The news was shared in a PlayStation Blog post that starts out with some positive news regarding the additions of channels such as BBC America and NBA TV. It also announced that Vice and more local CBS and Fox stations are on the way.
But the announcement takes an unfortunate turn when Vue vice president Dwayne Benefield reveals that all Viacom-owned networks are leaving Vue as of 12:01 AM ET on Friday, November 11. The Viacom stations mentioned in the post include Comedy Central, MTV, and Spike, but Viacom’s reach extends much further–it also owns Nickelodeon, VH1, BET, TV Land, CMT, and Logo TV, not to mention the various spinoffs of these channels (Nick Jr., MTV2, and so on). That represents a pretty significant portion of the channels you’ll find in Vue’s highest-priced, Ultra tier.

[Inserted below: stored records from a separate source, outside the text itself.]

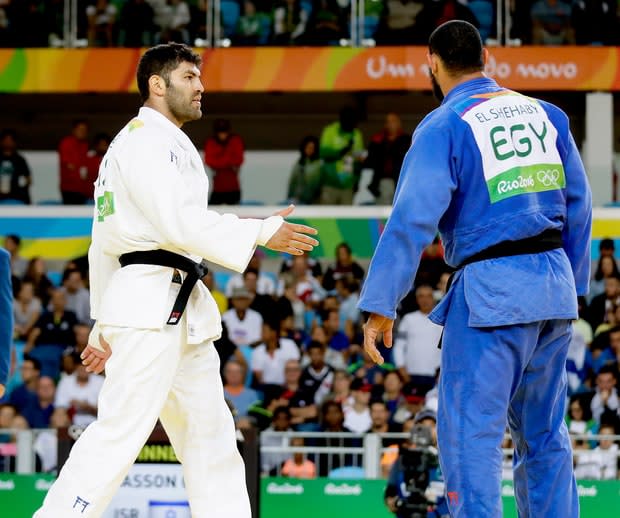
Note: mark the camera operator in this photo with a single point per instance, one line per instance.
(415, 486)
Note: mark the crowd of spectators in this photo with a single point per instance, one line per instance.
(327, 172)
(137, 23)
(292, 358)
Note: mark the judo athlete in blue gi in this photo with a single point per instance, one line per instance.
(6, 318)
(499, 175)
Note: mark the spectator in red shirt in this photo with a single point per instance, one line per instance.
(101, 143)
(72, 151)
(224, 155)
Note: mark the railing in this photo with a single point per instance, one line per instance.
(214, 35)
(362, 451)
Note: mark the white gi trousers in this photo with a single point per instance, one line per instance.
(151, 374)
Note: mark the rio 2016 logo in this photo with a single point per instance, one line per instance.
(548, 177)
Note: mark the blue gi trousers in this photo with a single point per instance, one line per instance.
(494, 376)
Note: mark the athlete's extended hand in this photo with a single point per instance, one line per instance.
(377, 324)
(290, 237)
(94, 359)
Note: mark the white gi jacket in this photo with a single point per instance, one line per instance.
(152, 193)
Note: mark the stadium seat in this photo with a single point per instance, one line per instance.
(352, 472)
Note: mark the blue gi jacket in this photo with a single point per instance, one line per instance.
(489, 165)
(6, 315)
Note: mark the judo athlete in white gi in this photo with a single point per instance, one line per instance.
(151, 194)
(499, 175)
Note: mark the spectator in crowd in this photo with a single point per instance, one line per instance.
(26, 393)
(136, 24)
(224, 155)
(264, 284)
(39, 411)
(263, 304)
(36, 273)
(280, 422)
(606, 246)
(101, 143)
(289, 22)
(220, 299)
(606, 267)
(19, 265)
(270, 357)
(72, 153)
(317, 378)
(298, 466)
(404, 23)
(605, 397)
(76, 295)
(235, 391)
(602, 306)
(579, 417)
(357, 416)
(551, 23)
(386, 152)
(244, 324)
(15, 177)
(345, 267)
(341, 388)
(101, 23)
(595, 22)
(380, 418)
(342, 151)
(174, 22)
(26, 310)
(415, 348)
(77, 394)
(601, 463)
(52, 334)
(304, 185)
(251, 30)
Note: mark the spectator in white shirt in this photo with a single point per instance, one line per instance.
(77, 296)
(415, 349)
(77, 394)
(270, 357)
(265, 285)
(606, 394)
(357, 416)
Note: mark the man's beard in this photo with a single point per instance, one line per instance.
(436, 88)
(182, 110)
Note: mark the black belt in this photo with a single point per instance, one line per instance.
(547, 240)
(194, 271)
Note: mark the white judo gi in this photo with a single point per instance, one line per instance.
(152, 194)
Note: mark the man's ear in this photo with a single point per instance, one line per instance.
(485, 56)
(157, 85)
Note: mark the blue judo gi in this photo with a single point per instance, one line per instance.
(6, 315)
(488, 166)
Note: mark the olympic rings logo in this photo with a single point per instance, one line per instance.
(548, 177)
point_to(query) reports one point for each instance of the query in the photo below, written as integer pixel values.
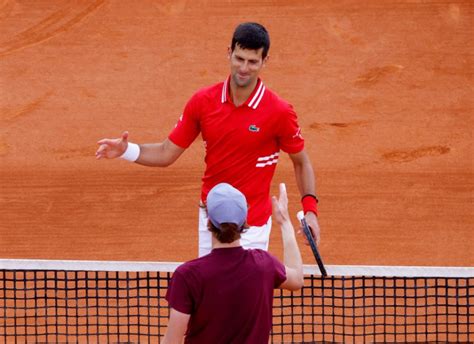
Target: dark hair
(251, 36)
(229, 232)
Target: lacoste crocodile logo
(253, 128)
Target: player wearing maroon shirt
(244, 126)
(227, 295)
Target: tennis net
(96, 302)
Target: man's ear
(265, 60)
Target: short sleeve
(290, 139)
(179, 295)
(187, 128)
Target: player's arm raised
(304, 174)
(291, 253)
(177, 326)
(149, 154)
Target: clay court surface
(383, 90)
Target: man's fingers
(282, 188)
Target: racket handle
(300, 215)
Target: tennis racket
(314, 248)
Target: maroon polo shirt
(229, 294)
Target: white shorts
(254, 237)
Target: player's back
(232, 291)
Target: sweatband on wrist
(310, 203)
(132, 152)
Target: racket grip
(300, 215)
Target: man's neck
(241, 94)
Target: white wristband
(132, 153)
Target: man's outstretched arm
(150, 154)
(291, 253)
(306, 184)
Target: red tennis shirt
(242, 143)
(229, 294)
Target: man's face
(245, 65)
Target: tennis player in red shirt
(227, 295)
(244, 126)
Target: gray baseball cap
(226, 204)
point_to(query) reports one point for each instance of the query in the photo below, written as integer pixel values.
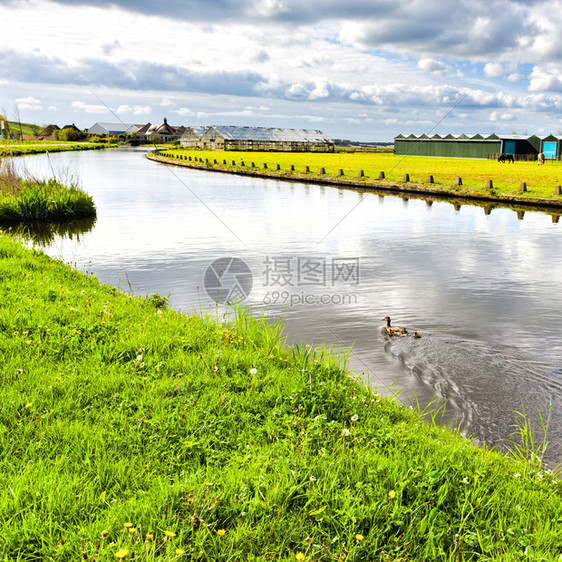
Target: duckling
(393, 330)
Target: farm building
(192, 136)
(261, 138)
(113, 128)
(160, 133)
(523, 147)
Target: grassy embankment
(22, 148)
(30, 200)
(506, 178)
(129, 431)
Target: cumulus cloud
(30, 103)
(432, 65)
(494, 70)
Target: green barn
(523, 147)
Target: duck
(393, 330)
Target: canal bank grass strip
(364, 170)
(28, 199)
(131, 431)
(14, 148)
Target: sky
(354, 69)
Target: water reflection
(43, 234)
(481, 288)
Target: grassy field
(31, 200)
(130, 431)
(16, 148)
(506, 178)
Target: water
(483, 290)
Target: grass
(22, 148)
(31, 200)
(506, 178)
(131, 431)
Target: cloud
(139, 75)
(89, 108)
(494, 70)
(433, 66)
(495, 116)
(30, 103)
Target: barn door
(509, 147)
(549, 150)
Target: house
(160, 133)
(113, 129)
(191, 137)
(265, 139)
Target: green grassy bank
(22, 148)
(541, 181)
(130, 431)
(30, 200)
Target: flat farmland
(541, 180)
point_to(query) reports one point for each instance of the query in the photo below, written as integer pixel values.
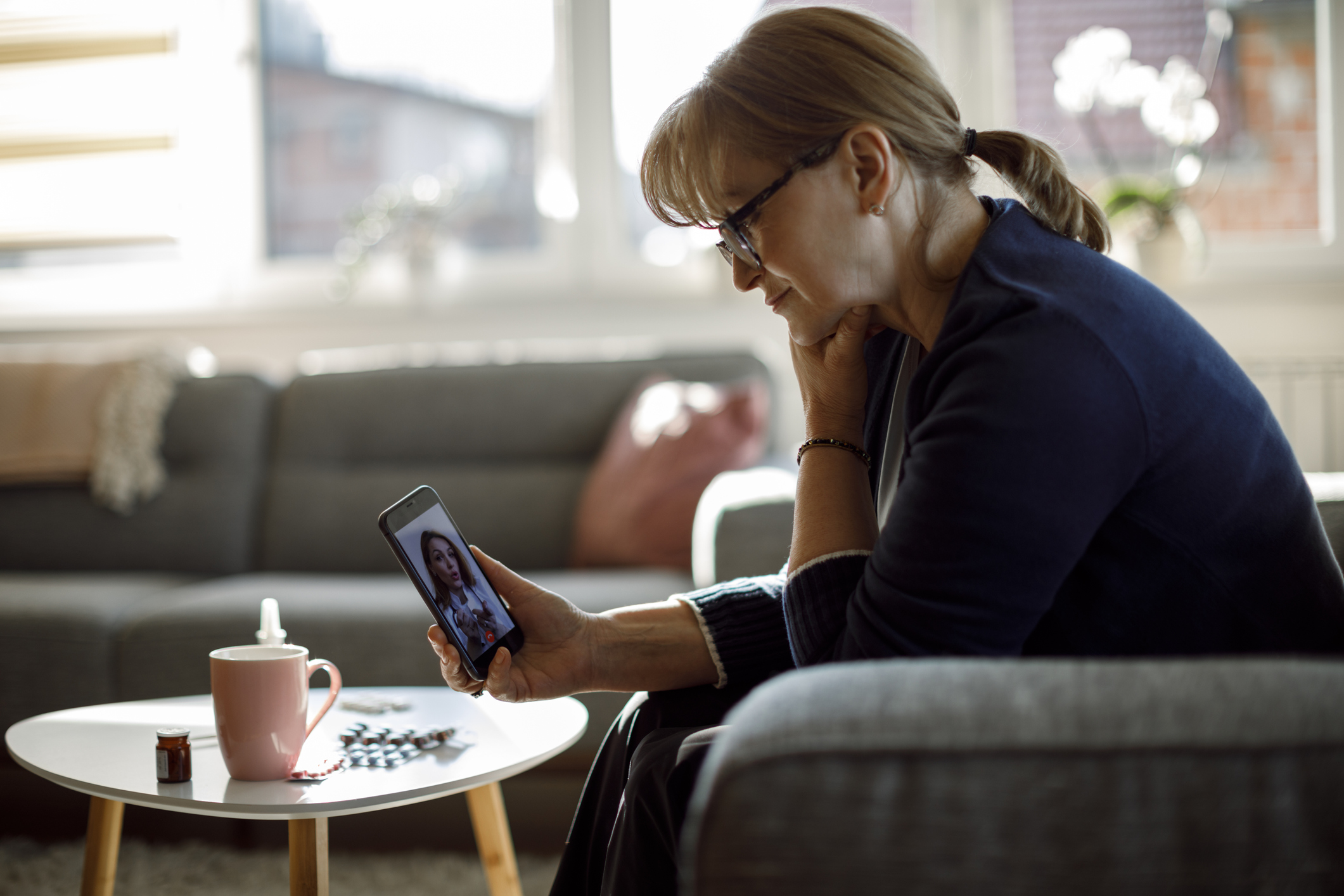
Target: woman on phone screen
(454, 591)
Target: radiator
(1307, 395)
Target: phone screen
(448, 572)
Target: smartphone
(433, 553)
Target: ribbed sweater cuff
(743, 628)
(816, 598)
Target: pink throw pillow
(669, 441)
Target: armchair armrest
(1045, 776)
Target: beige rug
(38, 869)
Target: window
(1254, 62)
(89, 132)
(402, 122)
(690, 35)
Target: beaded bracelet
(854, 449)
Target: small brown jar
(174, 755)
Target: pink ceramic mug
(261, 707)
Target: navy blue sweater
(1086, 473)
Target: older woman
(1015, 446)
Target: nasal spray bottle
(271, 634)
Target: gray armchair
(970, 777)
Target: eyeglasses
(734, 238)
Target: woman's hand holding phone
(557, 660)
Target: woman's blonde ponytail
(1038, 174)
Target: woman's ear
(875, 171)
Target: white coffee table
(108, 753)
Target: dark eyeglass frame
(734, 238)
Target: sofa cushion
(203, 522)
(506, 446)
(57, 636)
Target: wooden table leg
(494, 840)
(101, 847)
(308, 857)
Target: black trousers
(627, 829)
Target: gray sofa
(277, 494)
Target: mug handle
(331, 691)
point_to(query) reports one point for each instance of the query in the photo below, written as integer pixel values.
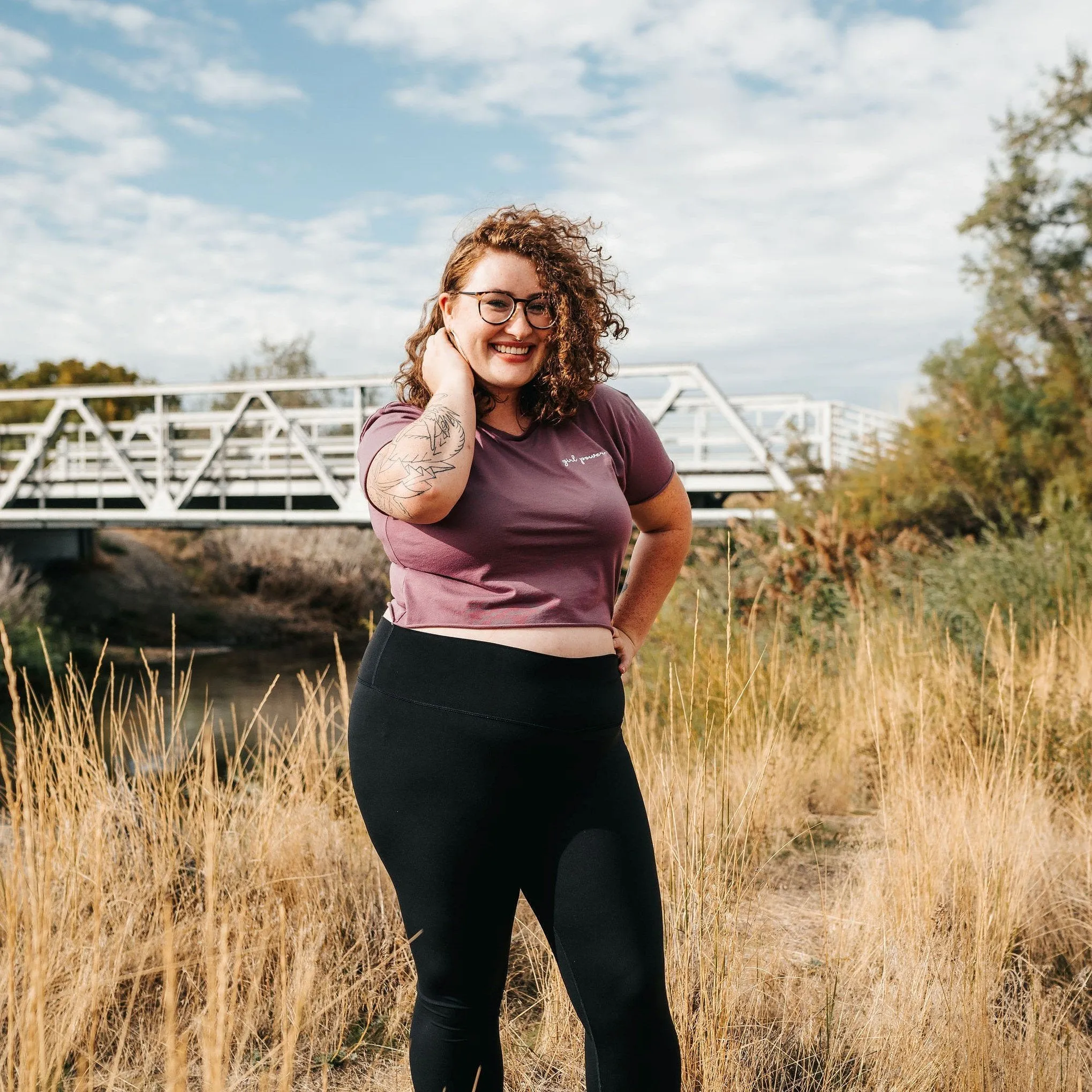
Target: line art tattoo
(411, 463)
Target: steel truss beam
(285, 451)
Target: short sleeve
(379, 430)
(649, 468)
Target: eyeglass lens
(498, 307)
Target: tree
(1005, 437)
(284, 360)
(70, 373)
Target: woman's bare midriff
(574, 641)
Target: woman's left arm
(659, 553)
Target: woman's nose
(518, 325)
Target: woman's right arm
(422, 473)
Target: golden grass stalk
(876, 864)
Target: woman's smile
(516, 351)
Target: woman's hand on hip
(443, 367)
(625, 649)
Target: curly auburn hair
(579, 282)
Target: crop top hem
(547, 625)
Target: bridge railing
(285, 451)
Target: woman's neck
(506, 413)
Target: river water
(228, 690)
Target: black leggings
(482, 771)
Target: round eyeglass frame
(516, 302)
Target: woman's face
(505, 357)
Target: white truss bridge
(200, 455)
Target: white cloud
(19, 51)
(99, 266)
(131, 20)
(220, 85)
(176, 59)
(196, 127)
(782, 190)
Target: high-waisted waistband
(496, 681)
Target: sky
(780, 180)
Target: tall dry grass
(224, 924)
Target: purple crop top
(540, 533)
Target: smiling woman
(485, 733)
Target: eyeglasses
(498, 307)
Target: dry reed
(219, 920)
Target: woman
(485, 736)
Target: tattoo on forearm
(410, 465)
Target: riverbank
(873, 852)
(230, 589)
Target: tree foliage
(70, 373)
(1005, 437)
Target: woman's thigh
(597, 893)
(425, 787)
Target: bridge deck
(197, 455)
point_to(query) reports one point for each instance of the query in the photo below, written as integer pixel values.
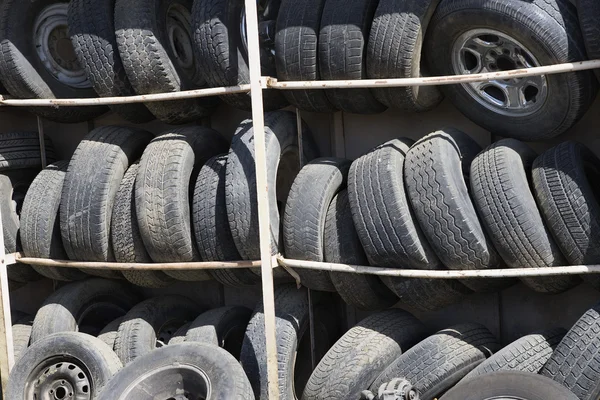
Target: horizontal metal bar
(434, 80)
(441, 274)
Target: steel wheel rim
(54, 49)
(486, 50)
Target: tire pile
(95, 338)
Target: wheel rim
(173, 382)
(59, 379)
(54, 48)
(486, 50)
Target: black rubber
(437, 363)
(211, 226)
(510, 384)
(388, 230)
(92, 32)
(150, 62)
(222, 58)
(281, 137)
(296, 52)
(341, 243)
(355, 361)
(395, 51)
(508, 211)
(226, 377)
(22, 71)
(150, 322)
(40, 225)
(91, 302)
(168, 169)
(342, 53)
(574, 363)
(90, 188)
(549, 29)
(305, 211)
(126, 239)
(224, 327)
(89, 353)
(436, 179)
(527, 354)
(566, 181)
(21, 149)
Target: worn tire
(126, 239)
(89, 192)
(305, 211)
(549, 30)
(211, 226)
(223, 373)
(510, 215)
(143, 325)
(436, 178)
(24, 74)
(152, 65)
(342, 52)
(98, 300)
(527, 354)
(437, 363)
(296, 52)
(341, 243)
(96, 360)
(355, 361)
(395, 51)
(574, 362)
(168, 168)
(40, 225)
(566, 186)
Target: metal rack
(268, 261)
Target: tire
(21, 149)
(282, 167)
(40, 225)
(64, 362)
(93, 302)
(518, 385)
(527, 354)
(223, 327)
(574, 362)
(23, 72)
(211, 226)
(437, 363)
(565, 181)
(365, 292)
(395, 51)
(510, 215)
(547, 30)
(355, 360)
(305, 211)
(92, 32)
(193, 366)
(151, 65)
(222, 58)
(388, 231)
(163, 209)
(89, 192)
(296, 52)
(588, 12)
(150, 324)
(127, 242)
(342, 53)
(436, 178)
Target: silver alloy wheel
(486, 50)
(54, 48)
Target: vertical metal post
(256, 86)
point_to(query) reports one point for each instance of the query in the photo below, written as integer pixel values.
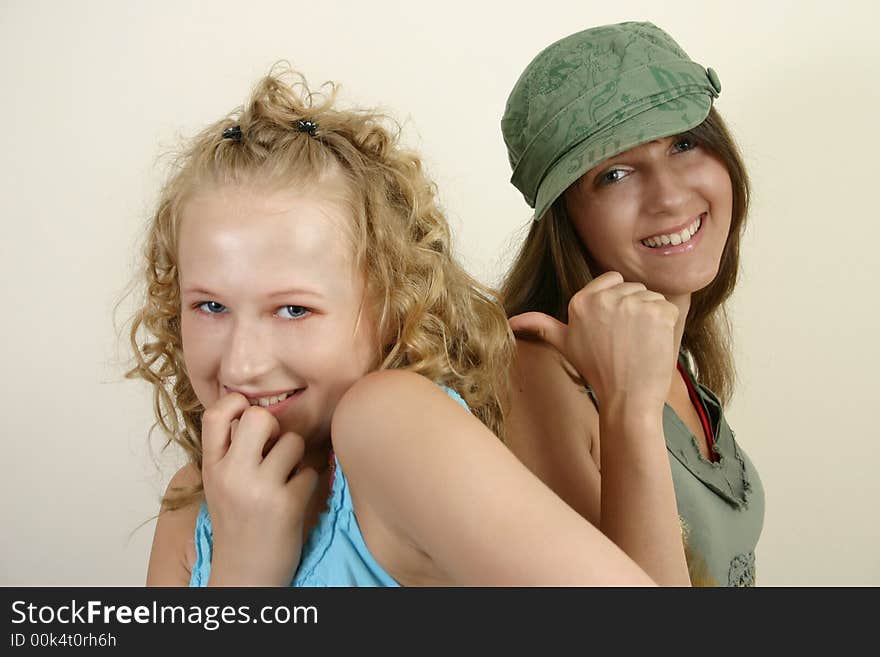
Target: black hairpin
(304, 125)
(233, 133)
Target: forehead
(250, 233)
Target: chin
(682, 285)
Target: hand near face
(620, 338)
(256, 494)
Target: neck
(683, 303)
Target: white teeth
(268, 401)
(675, 238)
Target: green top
(720, 504)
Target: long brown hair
(552, 265)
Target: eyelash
(605, 179)
(202, 307)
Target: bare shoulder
(397, 436)
(383, 397)
(173, 551)
(553, 427)
(442, 501)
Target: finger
(648, 295)
(626, 289)
(606, 280)
(284, 456)
(216, 426)
(539, 325)
(255, 428)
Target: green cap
(593, 95)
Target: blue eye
(612, 176)
(685, 144)
(292, 312)
(211, 307)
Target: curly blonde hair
(433, 317)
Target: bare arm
(445, 483)
(173, 553)
(620, 339)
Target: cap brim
(654, 123)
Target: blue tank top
(335, 553)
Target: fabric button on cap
(714, 80)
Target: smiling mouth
(273, 399)
(674, 239)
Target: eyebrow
(203, 292)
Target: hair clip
(233, 133)
(304, 125)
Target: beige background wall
(94, 92)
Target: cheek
(603, 232)
(198, 347)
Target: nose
(667, 190)
(248, 354)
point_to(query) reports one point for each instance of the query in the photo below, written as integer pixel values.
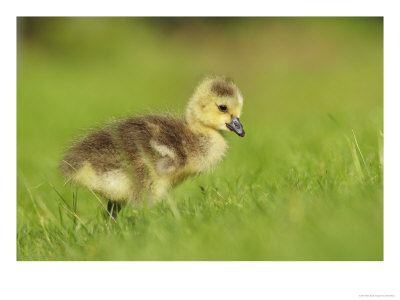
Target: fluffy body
(150, 154)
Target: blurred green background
(304, 184)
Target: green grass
(305, 183)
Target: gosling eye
(222, 108)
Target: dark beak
(236, 126)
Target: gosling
(144, 156)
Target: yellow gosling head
(216, 104)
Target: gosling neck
(199, 127)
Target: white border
(198, 280)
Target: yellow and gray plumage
(152, 153)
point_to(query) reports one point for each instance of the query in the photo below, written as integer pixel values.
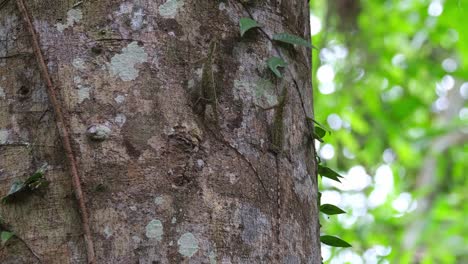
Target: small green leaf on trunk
(329, 173)
(334, 241)
(275, 62)
(246, 24)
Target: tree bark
(162, 180)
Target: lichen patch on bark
(188, 244)
(154, 229)
(170, 8)
(124, 64)
(73, 16)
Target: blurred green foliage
(390, 79)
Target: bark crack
(63, 129)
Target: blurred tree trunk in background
(161, 183)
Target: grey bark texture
(162, 182)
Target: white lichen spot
(77, 79)
(120, 119)
(212, 257)
(123, 65)
(83, 92)
(170, 8)
(232, 177)
(136, 239)
(119, 99)
(188, 245)
(73, 16)
(98, 132)
(79, 64)
(107, 232)
(2, 93)
(136, 22)
(4, 136)
(222, 6)
(200, 163)
(154, 229)
(125, 8)
(159, 200)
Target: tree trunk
(167, 175)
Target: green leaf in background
(5, 236)
(330, 209)
(329, 173)
(275, 62)
(246, 24)
(334, 241)
(292, 39)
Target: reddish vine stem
(63, 130)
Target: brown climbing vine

The move was explained by Benefield thusly: “As part of our ongoing evaluation of the PlayStation Vue offering, we have determined that removing the bundle of channels from Viacom is the best way for us to continue to offer the most compelling value to our fans.” He goes on to highlight the other networks that have been added to Vue since its launch, including HBO, NFL Network, and Disney stations such as ESPN and ABC.
There was no word regarding a price drop to account for the sudden loss of so many channels.
It is somewhat disconcerting to see such a significant departure from Vue, and for it come on such short notice–we’re hearing about this less than than 72 hours before the change will be made. Perhaps not coincidentally, Benefield’s post references the fact that there is no long-term commitment for subscribing to Vue.
Vue debuted in some US markets in 2015 before launching in full this March. Prices have been adjusted a number of times as platform availability and the channel lineup changed. In July, it reportedly topped the 100,000 subscribers mark, and just recently, support was added for Android TV devices, followed soon after by PCs.